October 12, Torrey, Utah
The last morning, the morning of the hurry. Though they are distant, beyond the cottonwoods, I can see the light banding across the tops of the Navajo sandstone. The white rock. (There’s a project: List all the synonyms that I can for “rock” and for “wall”.) The walls of the canyon are buttressed by their own weight as they sink into the earth. Yet here at the Waterpocket Fold, deeper forces confound the natural gravity and shove them up.
There are no cathedrals in Switzerland in the style and ornamentation that fills the need of people in the lowlands. Perhaps we build them in flat places because we’re lonely for the spires. Manhattan, for example, might be “mountain envy”. The only beautiful rocks there are in Central Park. They’ve buried the rest and they’ve entombed the rivers, too, all in coffins made of quarried stone. Oh look, they cry, we have mountains of glass. None of their stacked boxes comes close to the volume or the loft of these rocks that have been raised up by the strength of the burning within. I love places that are free of mechanical locomotion, where silence dominates, where I cannot hear the zeer of the aluminum locust.

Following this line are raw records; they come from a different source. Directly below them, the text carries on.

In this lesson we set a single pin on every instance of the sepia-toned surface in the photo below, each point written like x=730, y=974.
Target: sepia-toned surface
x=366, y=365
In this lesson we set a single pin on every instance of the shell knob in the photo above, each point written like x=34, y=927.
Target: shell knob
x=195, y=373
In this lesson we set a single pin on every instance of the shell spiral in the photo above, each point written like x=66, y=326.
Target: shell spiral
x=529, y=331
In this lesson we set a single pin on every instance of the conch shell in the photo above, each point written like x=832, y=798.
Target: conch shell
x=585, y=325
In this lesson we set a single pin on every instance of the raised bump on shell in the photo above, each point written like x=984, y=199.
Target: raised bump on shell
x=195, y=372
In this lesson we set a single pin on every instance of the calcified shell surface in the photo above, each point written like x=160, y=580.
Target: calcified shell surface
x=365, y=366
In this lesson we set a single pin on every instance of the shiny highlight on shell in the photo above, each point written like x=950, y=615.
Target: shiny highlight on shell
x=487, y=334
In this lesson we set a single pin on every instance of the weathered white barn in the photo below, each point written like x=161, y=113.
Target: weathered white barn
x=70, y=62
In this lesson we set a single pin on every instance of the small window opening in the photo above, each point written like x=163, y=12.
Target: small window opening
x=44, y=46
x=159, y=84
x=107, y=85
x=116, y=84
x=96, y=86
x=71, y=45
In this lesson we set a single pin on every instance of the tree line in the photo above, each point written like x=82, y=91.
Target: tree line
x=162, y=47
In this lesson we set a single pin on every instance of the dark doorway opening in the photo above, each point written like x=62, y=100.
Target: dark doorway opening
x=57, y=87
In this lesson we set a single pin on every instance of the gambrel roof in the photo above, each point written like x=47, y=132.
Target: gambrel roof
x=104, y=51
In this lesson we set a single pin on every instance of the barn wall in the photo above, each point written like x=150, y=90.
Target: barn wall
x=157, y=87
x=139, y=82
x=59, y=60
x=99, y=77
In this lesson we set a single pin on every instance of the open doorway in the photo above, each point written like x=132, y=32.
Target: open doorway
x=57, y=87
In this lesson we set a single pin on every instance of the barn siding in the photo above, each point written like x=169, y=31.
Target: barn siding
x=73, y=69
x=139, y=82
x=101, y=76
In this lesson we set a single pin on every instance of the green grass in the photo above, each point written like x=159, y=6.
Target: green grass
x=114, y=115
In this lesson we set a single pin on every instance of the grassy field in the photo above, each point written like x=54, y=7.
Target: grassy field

I am the explosion, the magma in the earth, rising indignantly against my own exhaustion.
What I want for myself is to be a part, to be an influence among the Southwest school of writers, the ones who come here from other parts. Here’s my personal paradox: I love the vitality of my chosen city, the place of my birth with all its diversity. I love her long avenues that stretch out to the sun and I love the desert, the silent places, the places where chaos has shaped the land, the pockets withou people. Except when I enter them, I initiative the paradox. I say that there are no people around and I am there. If a piece of a cliff falls, it makes a sound whether or not I am there because the world does not depend on me….Such a question can be posed only by the self-important who believe themselves to be the end of the processes that made and sustain the world. They would say that animals run into little closets of nonexistence when we do not see them and that the backdrop of the rocks gets shunted into a backstage area or dissolved entirely. Such is the arrogance that I do not buy. It is the same that cannot see the suffering of the synthetic covered man who we do not see sitting on a bench at the base of Bunker Hill or that reconstructs the moment when a brute on steroids crams his hand into the blouse of a woman so that he becomes the victim and the woman the temptress.
We build the Creator out of parts that we have seen. Euro-Americans make him white. The canyons were not chipped and planed by the hand of a divine workman. They happened and so do we who have senses to detect them.
Bedtime, Cedar City, Utah
Cinquains:
Spreading
olive slop in
the trail’s middle part.
I am doomed to dance around fresh
cow dung.
Olive
stars spread over
the tufa litter….I
dance around the slop, keeping my
shoes clean.
Dull head
after a day
of discerning pecked spirals
and beast men on the tufa at
Clear Creek.
Wind down
the canyon like
laughter in another state
goes unheard by California
voters.
Hands in
wrongful places
are called ‘smears’ when the
dark angel passes and saints a
monster.
I’d rather not see a good park closed down, particularly when the subject is ancient rock art. We skipped out of Torrey by nine and were at Fremont Indian State Park by ten thirty. It’s a land where the cliffs appear to have melted in spires. Formations resemble creatures reared out of cow muck, of which there was plenty on the trail. I discovered an instinct for herding bovines when I startled five in an ash grove near the Cave of 100 Hands. I jeered at them and menaced them with my walking stick. They stood their ground for less than a second before they fled. One, I think, was a mother cow. She always positioned herself between me and two smaller ones. I have no quarrel with cows other than their habit of manufacturing fuel for fires in a most unappetizing display of foot-wide olive galaxies. A little black fellow left a constellation of exploding stars on a high stretch of trail beyond the Cave. I saw them watching me from there and from several other high points. I lost them after the trail descended to meet a turnaround….
This is a sacred place. I can’t say that I felt any special in my bones other than the muscles resistance to gravity, but the spirit of the people was evident in the doodled icons they made in the remnant ash of a great volcano.